Vision · Week 4 · Session 2

CNN Architectures

How the same convolution grew from a 60K-parameter digit reader into a 152-layer network that beats humans on ImageNet.

~20 min read Exam weight: heavy on the match-the-following and numerical sections Builds on Convolution & pooling

In 1998, LeNet-5 read handwritten digits with about 60K parameters. In 2015, ResNet-152 classified a thousand ImageNet categories with a top-5 error of $3.57\%$, below what a careful human reaches. The convolution operation barely changed across those 17 years. What changed was how people stacked it: how deep to go, what filter size to use, and how to keep gradients alive once a network passed 100 layers. This lesson is the story of five designs and the one idea, the skip connection, that broke the depth ceiling.

1.LeNet to AlexNet: scale changes everything

LeNet-5 was the first CNN that worked in production. It had two convolution layers, two subsampling (pooling) layers, and a few fully connected layers on top, around 60K parameters, tanh activations, trained to read zip codes and bank cheques on 28x28 digit images (LeCun et al., 1998, Gradient-Based Learning Applied to Document Recognition). The recipe was already there: local filters, weight sharing, pooling to shrink the spatial size, dense layers at the end.

For 14 years nothing much moved. Then in 2012 AlexNet ran essentially the same recipe at a thousand times the scale: 60M parameters, eight learned layers, trained on 1.2M ImageNet images across two GPUs. It won ILSVRC 2012 with a top-5 error of $15.3\%$ against the runner-up's $26.2\%$, a gap of more than ten points (Krizhevsky et al., 2012, ImageNet Classification with Deep CNNs). That single result is what kicked off the modern deep learning era.

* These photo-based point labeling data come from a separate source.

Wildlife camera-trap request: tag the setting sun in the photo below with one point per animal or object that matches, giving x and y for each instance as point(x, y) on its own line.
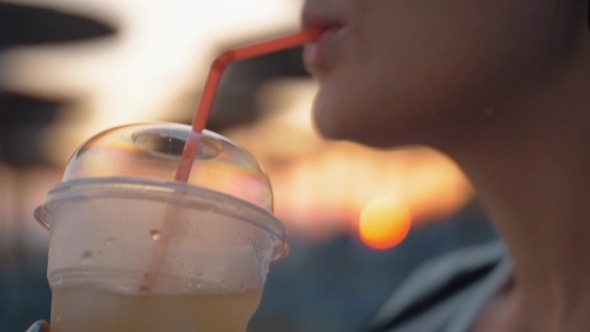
point(384, 223)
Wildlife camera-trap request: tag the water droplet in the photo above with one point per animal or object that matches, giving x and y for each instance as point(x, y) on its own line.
point(109, 242)
point(87, 257)
point(155, 235)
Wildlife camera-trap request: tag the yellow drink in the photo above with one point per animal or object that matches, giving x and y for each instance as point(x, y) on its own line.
point(88, 309)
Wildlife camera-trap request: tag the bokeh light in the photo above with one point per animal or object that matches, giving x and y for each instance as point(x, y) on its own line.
point(384, 222)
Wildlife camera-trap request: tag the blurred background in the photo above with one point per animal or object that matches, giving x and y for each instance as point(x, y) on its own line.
point(71, 68)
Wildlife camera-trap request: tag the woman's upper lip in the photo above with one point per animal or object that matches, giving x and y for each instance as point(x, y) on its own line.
point(310, 19)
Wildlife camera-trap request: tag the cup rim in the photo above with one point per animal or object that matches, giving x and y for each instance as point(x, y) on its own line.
point(161, 190)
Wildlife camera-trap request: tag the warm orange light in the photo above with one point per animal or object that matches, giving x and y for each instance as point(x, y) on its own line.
point(384, 222)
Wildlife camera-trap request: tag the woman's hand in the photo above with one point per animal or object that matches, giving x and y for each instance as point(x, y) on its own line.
point(39, 326)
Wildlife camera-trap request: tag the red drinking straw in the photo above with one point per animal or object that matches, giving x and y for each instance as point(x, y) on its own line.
point(200, 119)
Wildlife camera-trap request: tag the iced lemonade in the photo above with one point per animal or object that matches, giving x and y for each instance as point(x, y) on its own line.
point(84, 308)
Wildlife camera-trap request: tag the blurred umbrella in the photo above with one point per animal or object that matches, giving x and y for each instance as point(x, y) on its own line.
point(25, 25)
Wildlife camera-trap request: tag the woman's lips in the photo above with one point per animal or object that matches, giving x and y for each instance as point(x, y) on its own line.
point(314, 55)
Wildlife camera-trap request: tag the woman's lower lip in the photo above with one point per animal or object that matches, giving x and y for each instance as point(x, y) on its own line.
point(314, 53)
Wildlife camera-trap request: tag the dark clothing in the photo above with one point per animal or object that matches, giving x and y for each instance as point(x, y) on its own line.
point(445, 295)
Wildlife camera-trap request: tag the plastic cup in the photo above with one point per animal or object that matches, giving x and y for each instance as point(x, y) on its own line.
point(105, 221)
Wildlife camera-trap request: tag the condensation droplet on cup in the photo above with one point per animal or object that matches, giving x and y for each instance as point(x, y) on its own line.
point(87, 257)
point(109, 242)
point(155, 234)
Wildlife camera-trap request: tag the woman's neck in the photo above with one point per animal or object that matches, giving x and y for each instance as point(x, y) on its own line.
point(530, 164)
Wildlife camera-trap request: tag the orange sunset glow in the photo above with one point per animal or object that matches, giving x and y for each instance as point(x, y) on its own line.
point(384, 222)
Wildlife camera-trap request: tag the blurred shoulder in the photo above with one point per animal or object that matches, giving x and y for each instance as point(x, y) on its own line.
point(431, 296)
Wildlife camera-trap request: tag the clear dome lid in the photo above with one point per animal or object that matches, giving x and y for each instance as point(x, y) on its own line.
point(153, 151)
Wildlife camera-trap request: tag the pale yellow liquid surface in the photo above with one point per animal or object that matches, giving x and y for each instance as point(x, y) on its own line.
point(87, 309)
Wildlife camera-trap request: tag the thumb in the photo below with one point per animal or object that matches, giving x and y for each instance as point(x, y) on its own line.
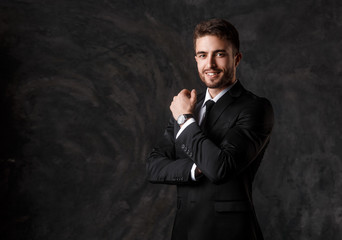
point(193, 96)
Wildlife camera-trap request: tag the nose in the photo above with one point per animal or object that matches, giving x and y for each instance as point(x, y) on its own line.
point(211, 63)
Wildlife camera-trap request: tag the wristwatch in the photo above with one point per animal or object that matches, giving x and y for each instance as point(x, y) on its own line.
point(183, 117)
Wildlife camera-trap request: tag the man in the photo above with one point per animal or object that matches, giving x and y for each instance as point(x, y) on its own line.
point(212, 151)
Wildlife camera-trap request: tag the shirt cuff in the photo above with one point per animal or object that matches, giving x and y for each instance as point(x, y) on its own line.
point(193, 174)
point(187, 123)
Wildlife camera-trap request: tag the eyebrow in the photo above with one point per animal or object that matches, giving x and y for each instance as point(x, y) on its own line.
point(216, 51)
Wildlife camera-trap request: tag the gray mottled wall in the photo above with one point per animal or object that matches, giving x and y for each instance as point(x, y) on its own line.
point(85, 90)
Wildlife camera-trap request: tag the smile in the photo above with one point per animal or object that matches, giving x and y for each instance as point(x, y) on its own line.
point(212, 73)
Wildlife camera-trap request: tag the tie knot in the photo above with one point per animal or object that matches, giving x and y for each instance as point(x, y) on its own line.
point(209, 104)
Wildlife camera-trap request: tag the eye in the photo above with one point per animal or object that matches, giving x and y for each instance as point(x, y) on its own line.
point(201, 55)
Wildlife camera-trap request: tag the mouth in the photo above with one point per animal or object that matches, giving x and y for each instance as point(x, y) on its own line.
point(212, 73)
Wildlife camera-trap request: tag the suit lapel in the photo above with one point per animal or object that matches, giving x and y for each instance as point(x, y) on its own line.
point(224, 102)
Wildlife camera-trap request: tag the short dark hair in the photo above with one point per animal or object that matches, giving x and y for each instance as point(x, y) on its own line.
point(220, 28)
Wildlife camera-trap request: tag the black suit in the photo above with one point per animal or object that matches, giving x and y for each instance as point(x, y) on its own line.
point(219, 204)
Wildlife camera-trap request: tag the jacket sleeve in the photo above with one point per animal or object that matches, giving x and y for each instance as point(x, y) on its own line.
point(240, 143)
point(162, 165)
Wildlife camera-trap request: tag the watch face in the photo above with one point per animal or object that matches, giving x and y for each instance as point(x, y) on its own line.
point(181, 119)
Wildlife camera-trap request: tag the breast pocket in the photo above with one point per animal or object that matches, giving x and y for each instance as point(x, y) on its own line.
point(232, 206)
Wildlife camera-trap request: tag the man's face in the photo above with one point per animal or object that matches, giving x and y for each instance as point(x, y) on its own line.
point(216, 62)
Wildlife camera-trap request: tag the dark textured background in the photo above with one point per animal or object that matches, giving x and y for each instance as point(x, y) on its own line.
point(85, 90)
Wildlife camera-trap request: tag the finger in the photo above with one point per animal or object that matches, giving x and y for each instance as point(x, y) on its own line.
point(193, 97)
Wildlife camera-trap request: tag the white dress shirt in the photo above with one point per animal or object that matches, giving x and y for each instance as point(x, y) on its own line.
point(201, 117)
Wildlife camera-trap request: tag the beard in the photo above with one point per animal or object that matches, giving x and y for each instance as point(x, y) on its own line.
point(226, 79)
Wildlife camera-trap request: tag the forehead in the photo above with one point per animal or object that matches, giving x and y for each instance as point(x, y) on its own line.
point(210, 43)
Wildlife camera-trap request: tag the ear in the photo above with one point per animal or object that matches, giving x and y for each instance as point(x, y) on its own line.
point(237, 58)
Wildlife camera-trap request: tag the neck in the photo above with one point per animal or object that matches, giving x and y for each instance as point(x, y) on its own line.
point(215, 91)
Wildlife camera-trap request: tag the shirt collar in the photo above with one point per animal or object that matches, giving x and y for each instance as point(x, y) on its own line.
point(218, 96)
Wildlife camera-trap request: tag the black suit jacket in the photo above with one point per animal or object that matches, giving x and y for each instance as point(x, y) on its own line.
point(219, 204)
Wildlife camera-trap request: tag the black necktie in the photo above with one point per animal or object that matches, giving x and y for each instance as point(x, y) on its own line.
point(208, 105)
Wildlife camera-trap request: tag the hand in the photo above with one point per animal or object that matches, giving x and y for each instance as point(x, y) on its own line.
point(183, 103)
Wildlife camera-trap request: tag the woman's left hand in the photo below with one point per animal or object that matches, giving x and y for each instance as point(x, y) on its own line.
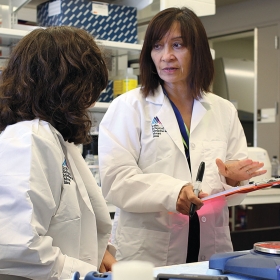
point(107, 262)
point(240, 170)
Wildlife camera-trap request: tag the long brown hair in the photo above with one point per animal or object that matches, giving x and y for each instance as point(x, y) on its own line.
point(194, 37)
point(54, 74)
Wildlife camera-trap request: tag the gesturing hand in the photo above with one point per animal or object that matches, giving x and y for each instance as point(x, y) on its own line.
point(186, 197)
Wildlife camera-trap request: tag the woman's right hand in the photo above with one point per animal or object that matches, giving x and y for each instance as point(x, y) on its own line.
point(186, 197)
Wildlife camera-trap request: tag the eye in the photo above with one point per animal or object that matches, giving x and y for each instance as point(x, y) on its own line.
point(157, 46)
point(177, 45)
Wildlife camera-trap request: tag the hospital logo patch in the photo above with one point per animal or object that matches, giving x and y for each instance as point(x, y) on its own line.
point(66, 173)
point(157, 127)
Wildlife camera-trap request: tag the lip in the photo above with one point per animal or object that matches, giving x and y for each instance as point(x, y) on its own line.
point(169, 69)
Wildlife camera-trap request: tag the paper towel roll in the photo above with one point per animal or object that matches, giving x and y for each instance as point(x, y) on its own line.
point(132, 270)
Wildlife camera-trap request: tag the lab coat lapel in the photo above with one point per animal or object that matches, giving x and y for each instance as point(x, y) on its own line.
point(200, 108)
point(167, 117)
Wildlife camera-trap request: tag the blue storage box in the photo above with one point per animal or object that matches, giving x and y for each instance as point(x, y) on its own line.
point(107, 94)
point(119, 24)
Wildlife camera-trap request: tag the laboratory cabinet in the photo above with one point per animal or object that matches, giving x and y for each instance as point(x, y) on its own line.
point(256, 219)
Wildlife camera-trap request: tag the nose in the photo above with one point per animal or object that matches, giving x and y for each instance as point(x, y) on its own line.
point(167, 54)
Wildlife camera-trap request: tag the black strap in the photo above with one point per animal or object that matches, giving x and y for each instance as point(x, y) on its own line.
point(194, 239)
point(181, 126)
point(194, 226)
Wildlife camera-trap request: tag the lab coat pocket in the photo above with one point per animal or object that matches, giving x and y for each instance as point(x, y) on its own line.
point(223, 240)
point(136, 244)
point(211, 151)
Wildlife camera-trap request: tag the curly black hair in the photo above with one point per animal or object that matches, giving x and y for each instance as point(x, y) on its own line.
point(54, 74)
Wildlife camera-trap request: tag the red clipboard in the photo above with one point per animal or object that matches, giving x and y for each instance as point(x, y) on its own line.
point(272, 182)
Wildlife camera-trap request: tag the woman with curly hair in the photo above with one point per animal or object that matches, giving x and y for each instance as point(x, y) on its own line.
point(53, 217)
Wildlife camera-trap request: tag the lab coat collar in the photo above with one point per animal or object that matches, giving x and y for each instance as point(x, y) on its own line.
point(157, 97)
point(200, 108)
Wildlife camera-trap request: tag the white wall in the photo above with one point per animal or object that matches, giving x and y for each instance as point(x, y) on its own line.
point(242, 16)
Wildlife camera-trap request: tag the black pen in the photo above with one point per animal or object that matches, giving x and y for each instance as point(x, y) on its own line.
point(196, 188)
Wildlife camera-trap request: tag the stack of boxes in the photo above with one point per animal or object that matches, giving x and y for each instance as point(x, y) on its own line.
point(104, 21)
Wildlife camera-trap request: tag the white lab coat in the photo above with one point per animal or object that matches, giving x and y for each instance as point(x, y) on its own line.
point(53, 217)
point(143, 168)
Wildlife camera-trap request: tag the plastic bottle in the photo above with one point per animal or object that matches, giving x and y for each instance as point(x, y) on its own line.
point(92, 162)
point(130, 81)
point(274, 166)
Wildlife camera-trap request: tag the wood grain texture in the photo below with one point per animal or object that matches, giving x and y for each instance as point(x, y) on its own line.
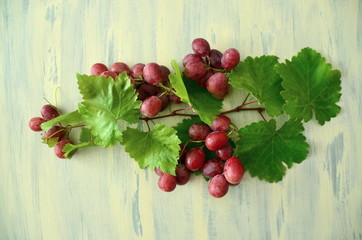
point(101, 193)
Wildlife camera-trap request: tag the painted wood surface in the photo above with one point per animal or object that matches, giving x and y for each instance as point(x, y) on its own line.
point(101, 193)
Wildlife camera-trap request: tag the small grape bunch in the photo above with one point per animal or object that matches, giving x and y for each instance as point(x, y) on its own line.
point(209, 67)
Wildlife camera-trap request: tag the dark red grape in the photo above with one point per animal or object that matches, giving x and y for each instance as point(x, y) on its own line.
point(212, 167)
point(58, 149)
point(230, 59)
point(98, 68)
point(199, 131)
point(233, 170)
point(120, 67)
point(195, 158)
point(216, 140)
point(151, 106)
point(108, 74)
point(152, 73)
point(200, 47)
point(195, 70)
point(55, 132)
point(224, 153)
point(167, 182)
point(49, 112)
point(221, 123)
point(35, 123)
point(137, 70)
point(182, 174)
point(218, 186)
point(192, 58)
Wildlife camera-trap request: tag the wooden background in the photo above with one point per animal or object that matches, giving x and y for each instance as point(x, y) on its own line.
point(101, 193)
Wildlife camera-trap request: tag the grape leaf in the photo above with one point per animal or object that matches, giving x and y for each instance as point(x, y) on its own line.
point(258, 77)
point(157, 148)
point(106, 102)
point(206, 106)
point(311, 86)
point(69, 118)
point(265, 151)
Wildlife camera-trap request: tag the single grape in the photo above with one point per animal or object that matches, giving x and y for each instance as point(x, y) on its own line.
point(195, 158)
point(215, 59)
point(158, 171)
point(58, 149)
point(108, 74)
point(165, 72)
point(200, 47)
point(212, 167)
point(230, 59)
point(35, 123)
point(152, 73)
point(224, 153)
point(216, 140)
point(182, 174)
point(195, 70)
point(55, 132)
point(137, 70)
point(233, 170)
point(120, 67)
point(192, 58)
point(199, 131)
point(167, 182)
point(218, 186)
point(221, 123)
point(151, 106)
point(49, 112)
point(98, 68)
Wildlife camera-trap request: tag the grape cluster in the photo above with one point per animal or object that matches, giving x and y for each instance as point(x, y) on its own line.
point(209, 67)
point(56, 133)
point(221, 172)
point(150, 80)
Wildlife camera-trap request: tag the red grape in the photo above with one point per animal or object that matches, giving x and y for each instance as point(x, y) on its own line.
point(233, 170)
point(200, 47)
point(58, 149)
point(224, 153)
point(120, 67)
point(195, 70)
point(137, 70)
point(151, 106)
point(167, 182)
point(216, 140)
point(218, 186)
point(199, 131)
point(152, 73)
point(211, 168)
point(98, 68)
point(182, 174)
point(221, 123)
point(108, 74)
point(35, 123)
point(49, 112)
point(230, 59)
point(195, 158)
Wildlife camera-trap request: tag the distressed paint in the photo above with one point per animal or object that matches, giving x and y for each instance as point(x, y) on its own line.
point(101, 193)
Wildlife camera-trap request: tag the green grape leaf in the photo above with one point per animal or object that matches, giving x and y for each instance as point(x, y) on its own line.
point(70, 118)
point(311, 86)
point(70, 149)
point(258, 77)
point(201, 101)
point(105, 102)
point(266, 151)
point(157, 148)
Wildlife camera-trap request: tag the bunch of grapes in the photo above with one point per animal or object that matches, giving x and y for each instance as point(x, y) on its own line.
point(209, 67)
point(57, 133)
point(221, 172)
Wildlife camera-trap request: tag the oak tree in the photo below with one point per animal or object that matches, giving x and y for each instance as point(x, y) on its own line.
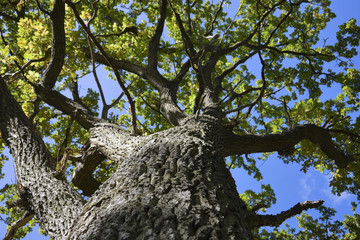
point(153, 163)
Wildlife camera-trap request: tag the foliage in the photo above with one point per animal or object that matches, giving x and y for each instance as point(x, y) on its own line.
point(272, 80)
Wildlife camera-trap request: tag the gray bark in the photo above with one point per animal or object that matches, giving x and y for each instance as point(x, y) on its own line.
point(171, 185)
point(55, 203)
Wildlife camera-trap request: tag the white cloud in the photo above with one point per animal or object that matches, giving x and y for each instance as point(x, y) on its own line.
point(334, 199)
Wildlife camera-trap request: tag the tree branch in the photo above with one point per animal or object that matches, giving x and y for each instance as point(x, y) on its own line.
point(109, 61)
point(155, 40)
point(257, 220)
point(77, 111)
point(52, 71)
point(283, 142)
point(26, 217)
point(85, 166)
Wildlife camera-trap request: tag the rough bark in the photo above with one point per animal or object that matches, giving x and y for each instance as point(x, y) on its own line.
point(54, 202)
point(173, 185)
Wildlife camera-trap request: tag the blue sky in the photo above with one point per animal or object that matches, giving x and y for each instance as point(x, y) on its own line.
point(290, 185)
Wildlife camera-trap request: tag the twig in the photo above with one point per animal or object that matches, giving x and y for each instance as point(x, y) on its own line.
point(18, 224)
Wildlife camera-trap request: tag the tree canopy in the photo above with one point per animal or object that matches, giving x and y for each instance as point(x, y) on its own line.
point(260, 66)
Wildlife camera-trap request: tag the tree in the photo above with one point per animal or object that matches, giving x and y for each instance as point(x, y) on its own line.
point(157, 167)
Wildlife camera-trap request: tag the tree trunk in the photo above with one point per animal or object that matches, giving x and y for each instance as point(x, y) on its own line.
point(173, 185)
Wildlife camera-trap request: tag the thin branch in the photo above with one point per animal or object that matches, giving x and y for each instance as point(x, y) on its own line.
point(131, 29)
point(227, 71)
point(154, 42)
point(246, 144)
point(287, 115)
point(211, 28)
point(109, 61)
point(188, 43)
point(254, 31)
point(257, 220)
point(81, 114)
point(57, 45)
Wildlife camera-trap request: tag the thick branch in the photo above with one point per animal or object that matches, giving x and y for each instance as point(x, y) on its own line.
point(82, 175)
point(246, 144)
point(18, 224)
point(57, 46)
point(35, 169)
point(257, 220)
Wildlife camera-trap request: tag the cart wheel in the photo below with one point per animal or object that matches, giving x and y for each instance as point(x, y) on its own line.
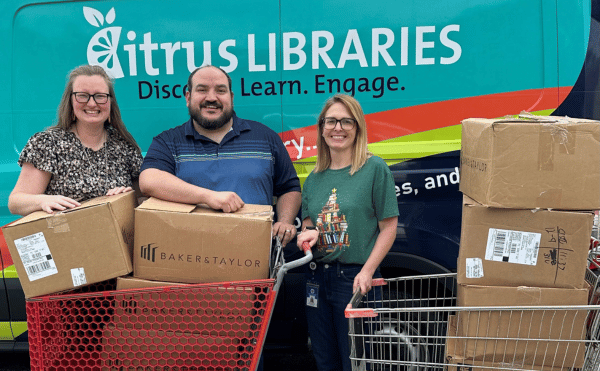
point(400, 342)
point(421, 335)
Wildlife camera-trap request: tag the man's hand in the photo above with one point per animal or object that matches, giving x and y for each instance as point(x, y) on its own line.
point(285, 232)
point(363, 281)
point(118, 190)
point(229, 202)
point(49, 203)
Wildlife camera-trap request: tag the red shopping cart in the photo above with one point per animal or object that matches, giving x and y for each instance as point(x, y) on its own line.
point(220, 326)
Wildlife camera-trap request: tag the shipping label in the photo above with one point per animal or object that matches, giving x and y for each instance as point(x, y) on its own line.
point(474, 268)
point(513, 246)
point(78, 276)
point(35, 256)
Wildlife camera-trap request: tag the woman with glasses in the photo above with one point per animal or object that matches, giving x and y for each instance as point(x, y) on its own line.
point(350, 213)
point(88, 153)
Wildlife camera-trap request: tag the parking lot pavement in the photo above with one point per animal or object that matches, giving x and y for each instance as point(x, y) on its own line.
point(274, 361)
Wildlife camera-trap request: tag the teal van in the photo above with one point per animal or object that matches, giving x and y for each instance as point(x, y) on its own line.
point(418, 67)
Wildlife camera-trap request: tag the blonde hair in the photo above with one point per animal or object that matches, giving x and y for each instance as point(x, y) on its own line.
point(66, 115)
point(360, 152)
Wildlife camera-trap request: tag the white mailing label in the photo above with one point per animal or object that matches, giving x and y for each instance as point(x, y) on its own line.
point(513, 246)
point(36, 257)
point(78, 276)
point(474, 268)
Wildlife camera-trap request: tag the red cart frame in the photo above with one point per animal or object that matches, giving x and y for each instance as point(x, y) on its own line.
point(219, 326)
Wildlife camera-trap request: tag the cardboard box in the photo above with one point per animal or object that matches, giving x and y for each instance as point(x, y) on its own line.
point(194, 244)
point(77, 247)
point(507, 247)
point(532, 162)
point(529, 337)
point(456, 362)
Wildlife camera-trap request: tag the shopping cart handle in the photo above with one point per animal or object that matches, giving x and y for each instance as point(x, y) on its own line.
point(293, 264)
point(356, 298)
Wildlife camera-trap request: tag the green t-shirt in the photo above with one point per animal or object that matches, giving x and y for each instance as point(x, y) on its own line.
point(346, 209)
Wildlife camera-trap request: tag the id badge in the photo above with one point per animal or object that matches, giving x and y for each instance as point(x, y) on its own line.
point(312, 294)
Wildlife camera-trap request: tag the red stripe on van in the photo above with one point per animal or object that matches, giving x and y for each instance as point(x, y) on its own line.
point(415, 119)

Three changes made the scale-up trainable, and each one is its own exam line:

ReLU instead of tanh, so gradients did not saturate and training ran several times faster.
Dropout in the fully connected layers, to fight overfitting on 60M parameters.
GPUs, which made a network this size finish training in days rather than months.

⊳ First principles

AlexNet did not invent a new operation. It took LeNet's convolution and asked what stops you from making it bigger. The honest answers were saturating activations, overfitting, and compute. ReLU, dropout, and GPUs answered all three. Most architecture progress after this is the same move: find what breaks when you scale, then fix exactly that.

2.Small filters beat big ones

VGG (Simonyan and Zisserman, 2014) asked a sharp question: given a fixed budget, is it better to use one large filter or a stack of small ones? Its answer became the default for every CNN since. Use only $3\times3$ filters, and to see a wider area, stack more of them.

The reason is the receptive field, the patch of the input that one output neuron can see. Each $3\times3$ layer widens that patch by 2. So one layer sees $3\times3$, two stacked layers see $5\times5$, three see $7\times7$. Two stacked $3\times3$ convolutions cover the same area as a single $5\times5$, and three cover the same as a single $7\times7$ (CS231n, ConvNet notes).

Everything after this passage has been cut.